The protest is denied.

Thomas H. Armstrong
General Counsel



[1] The agency used a Bates numbering system in preparing the agency report; citations in this decision use the Bates numbers assigned by the agency. 

[2] This is the same date by which the solicitation originally stated that award would be made.  RFP at 000152.  The anticipated award date was not revised after the issuance of amendment 1.  Memorandum of Law at 3 n.3.  The protester did not challenge the revised award date.

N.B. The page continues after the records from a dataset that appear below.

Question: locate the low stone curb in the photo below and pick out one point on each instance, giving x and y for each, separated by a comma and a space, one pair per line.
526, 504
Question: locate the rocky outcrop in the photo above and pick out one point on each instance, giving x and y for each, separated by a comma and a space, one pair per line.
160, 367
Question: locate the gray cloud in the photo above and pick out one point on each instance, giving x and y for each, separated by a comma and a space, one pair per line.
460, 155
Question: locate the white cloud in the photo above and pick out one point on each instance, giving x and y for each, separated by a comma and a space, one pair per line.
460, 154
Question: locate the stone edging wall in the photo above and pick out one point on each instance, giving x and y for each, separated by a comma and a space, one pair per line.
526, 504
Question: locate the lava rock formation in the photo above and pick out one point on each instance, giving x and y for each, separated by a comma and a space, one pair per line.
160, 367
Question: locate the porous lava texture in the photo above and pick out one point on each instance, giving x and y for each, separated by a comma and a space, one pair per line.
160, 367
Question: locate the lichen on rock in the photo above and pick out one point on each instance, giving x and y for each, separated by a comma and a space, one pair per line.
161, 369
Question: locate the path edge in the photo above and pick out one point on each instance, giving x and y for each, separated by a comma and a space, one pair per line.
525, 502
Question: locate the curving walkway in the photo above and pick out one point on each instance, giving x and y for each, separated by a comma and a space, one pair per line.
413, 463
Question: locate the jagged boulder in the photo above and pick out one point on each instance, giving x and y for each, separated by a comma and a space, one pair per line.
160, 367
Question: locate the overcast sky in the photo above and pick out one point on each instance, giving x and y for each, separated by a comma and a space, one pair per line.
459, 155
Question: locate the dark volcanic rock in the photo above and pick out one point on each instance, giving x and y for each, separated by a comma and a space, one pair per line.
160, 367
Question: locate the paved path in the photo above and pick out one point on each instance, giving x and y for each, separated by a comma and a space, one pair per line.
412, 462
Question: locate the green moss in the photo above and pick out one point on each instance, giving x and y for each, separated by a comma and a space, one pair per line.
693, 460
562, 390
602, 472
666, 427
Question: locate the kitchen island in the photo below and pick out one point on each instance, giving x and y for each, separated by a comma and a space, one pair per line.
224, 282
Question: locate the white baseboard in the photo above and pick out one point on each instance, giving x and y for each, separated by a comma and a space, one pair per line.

[3] In response to a round of discussions held on March 3, 2015, Bannum submitted an updated lease, as its previous lease had expired.  AR, Tab 12, Bannum Response to Discussions, March 10, 2015.  Similar to the original lease, the updated lease included relevant contingencies, the landlord's right to market the property, and Bannum's right of first refusal, and stated that if contingencies were not met by August 1, 2015, Bannum had the option to extend the lease for an additional 90 days.  Id. at 000004, 000012-13.

[4] We find the protester's argument that its right of use would have been enforceable if the agency had made award by the anticipated award date--July 1, 2014--to be unavailing considering the anticipated award date was the same as the revised date for submission of proposals, and Bannum did not challenge this issue prior to submission of its proposal.